For the key part of pg_ndistinct, see example.
select '{"1, 16\t":"1"}'::pg_ndistinct;
here \t is not tab character, ascii 9. it's two characters: backslash
and character "t".
so here it should error out?
(apply this to \n, \r, \b)


pg_ndistinct_in(PG_FUNCTION_ARGS)
ending part should be:

    freeJsonLexContext(lex);
    if (result == JSON_SUCCESS)
    {
        ......
    }
    else
    {
       ereturn(parse_state.escontext, (Datum) 0,
                    errcode(ERRCODE_INVALID_TEXT_REPRESENTATION),
                    errmsg("malformed pg_ndistinct: \"%s\"", str),
                    errdetail("Must be valid JSON."));
       PG_RETURN_NULL();
    }
result should be either JSON_SUCCESS or anything else.



all these functions:
ndistinct_object_start, ndistinct_array_start,
ndistinct_object_field_start, ndistinct_array_element_start
have
ndistinctParseState *parse = state;

do we need to change it to
ndistinctParseState *parse = (ndistinctParseState *)state;
?



ndistinctParseState need to add to src/tools/pgindent/typedefs.list
probably change it to "typedef struct ndistinctParseState".
also struct ndistinctParseState need placed in the top of
src/backend/statistics/mvdistinct.c
not in line 340?



Re: Extended Statistics set/restore/clear functions.

From
Corey Huinker
Date:
On Tue, Jan 28, 2025 at 11:25 AM jian he <jian.universality@gmail.com> wrote:
hi.
I reviewed 0001 only.

in src/backend/statistics/mvdistinct.c

no need #include "nodes/pg_list.h" since
src/include/statistics/statistics.h sub level include "nodes/pg_list.h"
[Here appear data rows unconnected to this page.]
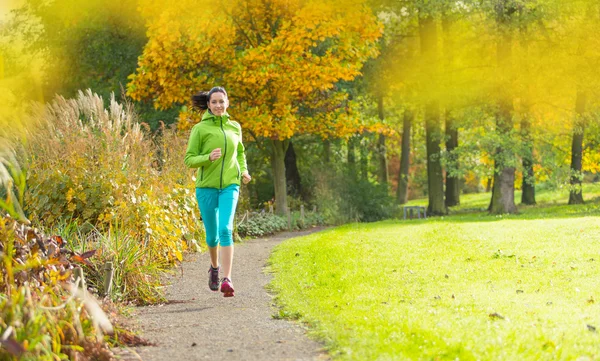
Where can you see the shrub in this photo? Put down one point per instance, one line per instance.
(260, 224)
(98, 166)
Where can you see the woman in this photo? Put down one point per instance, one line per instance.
(215, 148)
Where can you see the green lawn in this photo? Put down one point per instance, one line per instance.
(462, 287)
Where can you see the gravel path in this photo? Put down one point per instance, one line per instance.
(198, 324)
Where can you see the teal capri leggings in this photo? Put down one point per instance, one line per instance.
(217, 207)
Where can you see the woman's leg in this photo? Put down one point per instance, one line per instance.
(228, 199)
(208, 202)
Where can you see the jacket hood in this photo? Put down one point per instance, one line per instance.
(208, 115)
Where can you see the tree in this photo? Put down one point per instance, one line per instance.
(402, 192)
(277, 58)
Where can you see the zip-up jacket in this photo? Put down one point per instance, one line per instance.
(216, 132)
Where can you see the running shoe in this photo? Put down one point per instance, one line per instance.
(227, 287)
(213, 278)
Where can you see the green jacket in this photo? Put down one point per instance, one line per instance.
(211, 133)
no need #include "utils/palloc.h"
sicne #include "postgres.h"
already included it.


Noted.
 
 select '[{"6, -32768,,": -11}]'::pg_ndistinct;
ERROR:  malformed pg_ndistinct: "[{"6, -32768,,": -11}]"
LINE 1: select '[{"6, -32768,,": -11}]'::pg_ndistinct;
               ^
DETAIL:  All ndistinct count values are scalar doubles.
imho, this errdetail message is not good.

What error message do you think is appropriate in that situation?
 
select '{}'::pg_ndistinct ;
segfault

Mmm, gotta look into that!

 


select '{"1,":"1"}'::pg_ndistinct ;
ERROR:  malformed pg_ndistinct: "{"1,":"1"}"
LINE 1: select '{"1,":"1"}'::pg_ndistinct ;
               ^
DETAIL:  All ndistinct attnum lists must be a comma separated list of attnums.
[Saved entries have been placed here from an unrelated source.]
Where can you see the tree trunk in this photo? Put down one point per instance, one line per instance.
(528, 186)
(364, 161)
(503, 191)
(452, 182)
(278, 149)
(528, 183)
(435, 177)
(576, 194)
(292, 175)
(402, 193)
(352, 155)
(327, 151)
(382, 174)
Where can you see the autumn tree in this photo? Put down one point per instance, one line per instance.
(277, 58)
imho, this errdetail message is not good. would be better saying that
"length of list of attnums must be larger than 1".

That sounds better.

 
typcategory (Z) marked as Internal-use types. and there is no
pg_ndistinct array type,
not sure this is fine.

I think it's probably ok for now. The datatype currently has no utility other than extended statistics, and I'm doubtful that it ever will.

Re: Extended Statistics set/restore/clear functions.

From
Corey Huinker
Date:
On Wed, Jan 29, 2025 at 2:50 AM jian he <jian.universality@gmail.com> wrote:
hi.

select '{"1, 0B100101":"NaN"}'::pg_ndistinct;
      pg_ndistinct
------------------------
 {"1, 37": -2147483648}
(1 row)

I think my initial reaction is to just refuse those special values, but I'll look into the parsing code to see what can be done.
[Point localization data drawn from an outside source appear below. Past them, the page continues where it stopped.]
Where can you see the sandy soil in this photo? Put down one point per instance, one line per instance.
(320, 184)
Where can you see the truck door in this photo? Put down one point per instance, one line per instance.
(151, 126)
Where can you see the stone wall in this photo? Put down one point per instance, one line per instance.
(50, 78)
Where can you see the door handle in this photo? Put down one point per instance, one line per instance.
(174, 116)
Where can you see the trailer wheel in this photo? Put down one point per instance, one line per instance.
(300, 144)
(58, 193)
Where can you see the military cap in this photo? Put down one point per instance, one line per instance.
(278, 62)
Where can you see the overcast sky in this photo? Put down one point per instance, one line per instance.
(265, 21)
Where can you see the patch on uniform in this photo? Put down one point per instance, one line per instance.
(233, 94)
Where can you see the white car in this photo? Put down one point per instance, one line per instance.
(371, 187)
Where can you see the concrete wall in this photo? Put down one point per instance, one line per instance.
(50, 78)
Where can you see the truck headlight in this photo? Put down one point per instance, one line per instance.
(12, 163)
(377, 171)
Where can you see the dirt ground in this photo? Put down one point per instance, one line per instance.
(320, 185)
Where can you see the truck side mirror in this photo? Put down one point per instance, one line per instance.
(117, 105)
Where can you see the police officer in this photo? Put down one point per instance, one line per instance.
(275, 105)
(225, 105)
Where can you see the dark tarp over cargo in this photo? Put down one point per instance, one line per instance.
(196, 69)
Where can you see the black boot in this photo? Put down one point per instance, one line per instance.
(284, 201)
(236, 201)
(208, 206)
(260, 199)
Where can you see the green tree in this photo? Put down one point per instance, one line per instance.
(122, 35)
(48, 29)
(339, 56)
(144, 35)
this is not what we expected?
For the VALUE part of pg_ndistinct, float8 has 3 special values: inf, -inf, NaN.

For the key part of pg_ndistinct, see example.
select '{"1, 16\t":"1"}'::pg_ndistinct;
here \t is not tab character, ascii 9. it's two characters: backslash
and character "t".
so here it should error out?
(apply this to \n, \r, \b)

I don't have a good answer as to what should happen here. Special cases like this make Tomas' suggestion to change the in/out format more attractive.


 


pg_ndistinct_in(PG_FUNCTION_ARGS)
ending part should be:

    freeJsonLexContext(lex);
    if (result == JSON_SUCCESS)
    {
        ......
    }
    else
    {
       ereturn(parse_state.escontext, (Datum) 0,
                    errcode(ERRCODE_INVALID_TEXT_REPRESENTATION),
                    errmsg("malformed pg_ndistinct: \"%s\"", str),
                    errdetail("Must be valid JSON."));
       PG_RETURN_NULL();
    }
result should be either JSON_SUCCESS or anything else.



all these functions:
ndistinct_object_start, ndistinct_array_start,
ndistinct_object_field_start, ndistinct_array_element_start
have
ndistinctParseState *parse = state;

do we need to change it to
ndistinctParseState *parse = (ndistinctParseState *)state;
?

The compiler isn't complaining so far, but I see no harm in it.